Mouratoglou, who is from France, said the sisters had been global socioeconomic game changers.
"Because of their success and charisma and because they come from Compton and got so much publicity, and this is not just in the States," he said. "They made people know that anyone that comes from anywhere, rich or not, can play and be successful."
Together and individually, the Williams sisters built a platform from which to set an agenda on a variety of issues. In her prime winning years, Venus quietly became the tour's social conscience, campaigning for - among other things - equal prize money at Wimbledon and the French Open.
"She became the spokeswoman at a time when there was a huge vacuum after the leadership years of Chrissie and Martina," Carillo said, referring to Chris Evert and Navratilova. "Steffi dropped the ball on that. Monica dropped the ball. Venus understood that the baton had been passed to her."

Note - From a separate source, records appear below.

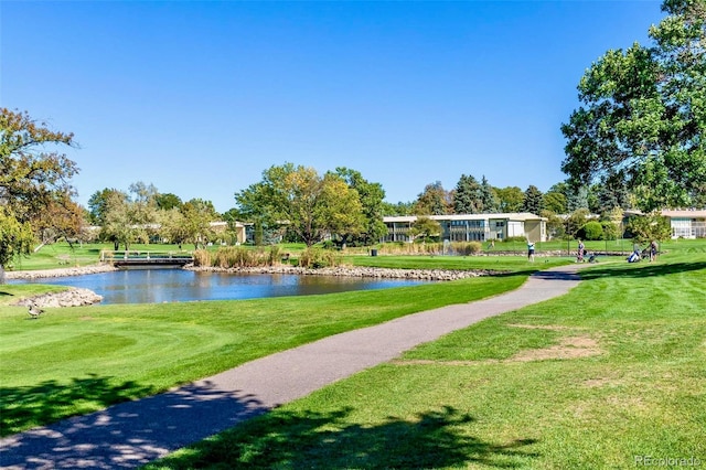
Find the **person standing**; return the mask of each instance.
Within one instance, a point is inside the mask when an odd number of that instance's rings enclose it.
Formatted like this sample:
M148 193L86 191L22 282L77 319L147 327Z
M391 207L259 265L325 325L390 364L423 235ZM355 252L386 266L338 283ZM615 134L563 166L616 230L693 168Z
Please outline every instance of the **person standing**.
M527 259L534 263L534 242L530 242L530 239L527 239Z

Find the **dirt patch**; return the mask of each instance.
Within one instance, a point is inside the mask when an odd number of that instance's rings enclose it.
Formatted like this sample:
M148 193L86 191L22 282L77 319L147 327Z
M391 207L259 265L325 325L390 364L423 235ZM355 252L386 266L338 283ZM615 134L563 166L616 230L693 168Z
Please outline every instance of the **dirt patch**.
M525 330L549 330L549 331L561 331L561 330L576 330L569 327L560 327L558 324L518 324L518 323L510 323L507 327L511 328L524 328Z
M553 359L579 359L599 355L602 351L598 346L598 342L589 337L567 337L561 338L559 344L543 348L539 350L522 351L509 361L511 362L530 362L546 361Z
M485 365L485 364L499 364L503 361L496 359L485 359L483 361L434 361L430 359L413 359L413 360L393 360L391 363L394 365Z

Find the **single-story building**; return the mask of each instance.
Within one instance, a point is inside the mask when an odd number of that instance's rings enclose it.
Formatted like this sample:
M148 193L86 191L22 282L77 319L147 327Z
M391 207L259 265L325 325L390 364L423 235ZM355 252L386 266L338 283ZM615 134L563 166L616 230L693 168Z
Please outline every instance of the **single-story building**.
M547 218L535 214L451 214L428 215L441 225L441 239L449 242L484 242L518 236L532 242L546 242ZM385 216L387 235L381 242L410 242L409 231L416 215Z
M670 220L672 238L706 238L706 210L662 211Z

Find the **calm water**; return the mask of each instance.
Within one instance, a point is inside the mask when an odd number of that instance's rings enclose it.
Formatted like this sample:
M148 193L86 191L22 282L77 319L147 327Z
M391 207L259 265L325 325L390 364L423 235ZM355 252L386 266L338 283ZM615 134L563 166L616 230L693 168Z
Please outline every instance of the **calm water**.
M311 296L416 286L428 281L335 276L235 275L183 269L128 269L11 282L54 284L90 289L103 296L103 305L108 305Z

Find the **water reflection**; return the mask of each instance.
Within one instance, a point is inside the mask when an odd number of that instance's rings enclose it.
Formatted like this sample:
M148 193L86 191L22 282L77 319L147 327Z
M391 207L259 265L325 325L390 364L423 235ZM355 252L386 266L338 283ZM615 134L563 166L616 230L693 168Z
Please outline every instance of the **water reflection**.
M65 278L17 280L90 289L101 303L161 303L189 300L255 299L384 289L428 282L335 276L243 275L183 269L128 269Z

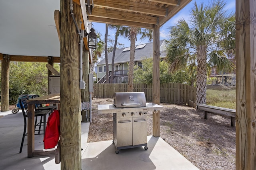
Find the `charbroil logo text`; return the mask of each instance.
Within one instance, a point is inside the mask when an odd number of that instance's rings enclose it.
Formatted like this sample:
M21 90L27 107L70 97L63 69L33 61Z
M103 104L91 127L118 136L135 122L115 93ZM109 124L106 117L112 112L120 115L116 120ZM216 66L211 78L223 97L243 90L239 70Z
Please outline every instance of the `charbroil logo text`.
M130 100L129 100L129 102L134 102L134 100L133 100L133 96L130 96L129 97L129 98Z

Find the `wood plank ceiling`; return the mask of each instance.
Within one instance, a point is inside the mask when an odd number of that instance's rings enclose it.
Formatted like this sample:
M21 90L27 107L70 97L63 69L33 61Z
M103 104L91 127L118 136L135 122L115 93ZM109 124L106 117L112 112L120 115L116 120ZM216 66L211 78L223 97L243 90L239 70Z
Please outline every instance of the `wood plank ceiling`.
M191 1L91 0L93 8L86 12L90 21L153 28L162 26Z

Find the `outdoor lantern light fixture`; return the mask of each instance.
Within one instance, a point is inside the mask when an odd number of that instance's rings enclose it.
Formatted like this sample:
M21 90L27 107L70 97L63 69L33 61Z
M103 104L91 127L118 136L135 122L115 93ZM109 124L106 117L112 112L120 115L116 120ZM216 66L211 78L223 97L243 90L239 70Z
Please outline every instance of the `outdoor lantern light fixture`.
M89 49L96 49L97 47L97 35L94 32L95 30L91 28L91 32L88 34L88 47Z
M87 25L87 27L89 25L93 25L92 23L90 23ZM91 32L90 33L88 33L86 30L84 31L84 37L88 36L88 39L87 39L87 43L88 44L88 47L89 49L95 49L97 47L97 35L94 32L95 30L93 27L92 27L90 29Z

For all those who had their shots at the Williams sisters and moved on, Fleming believes the most compelling and commendable relationship - the one women's tennis would have most missed without the sisters - remains the bond between Venus and Serena.
"In the early days, they would play each other in a final and go back to a hotel suite they shared, and there would be flowers waiting for the winner," Fleming said. "Imagine what that was like. And to have Venus, who was such a standout, have a member of her family exceed her in the way Serena has, and the relationship stayed intact, actually strengthened, it's almost sad to think of the sport not having had the example they set under that kind of pressure."
As Venus grapples with career mortality, Serena enhances her tennis immortality. They have come a long way since Hingis, who has returned to the game as a doubles champion and a mentor to Belinda Bencic, a rising 18-year-old Swiss player who upset Serena in the Rogers Cup semifinals in Toronto this month.
In much the way Hingis once did, Bencic worked the angles, frustrating Serena with counterpunching and craft.
Bencic, the new Swiss Miss, was 2 when Serena won her first Grand Slam title, on the hardcourts of Arthur Ashe Stadium. Now Bencic may be one of a few with a chance to upend the next phase of the Williams legacy.
"It's been a great run, a great ride," Adams said. "We do know it has to end eventually."
Not just yet, perhaps not soon. How is this possible? The better question would seem to be, What in the world would women's tennis have been without them?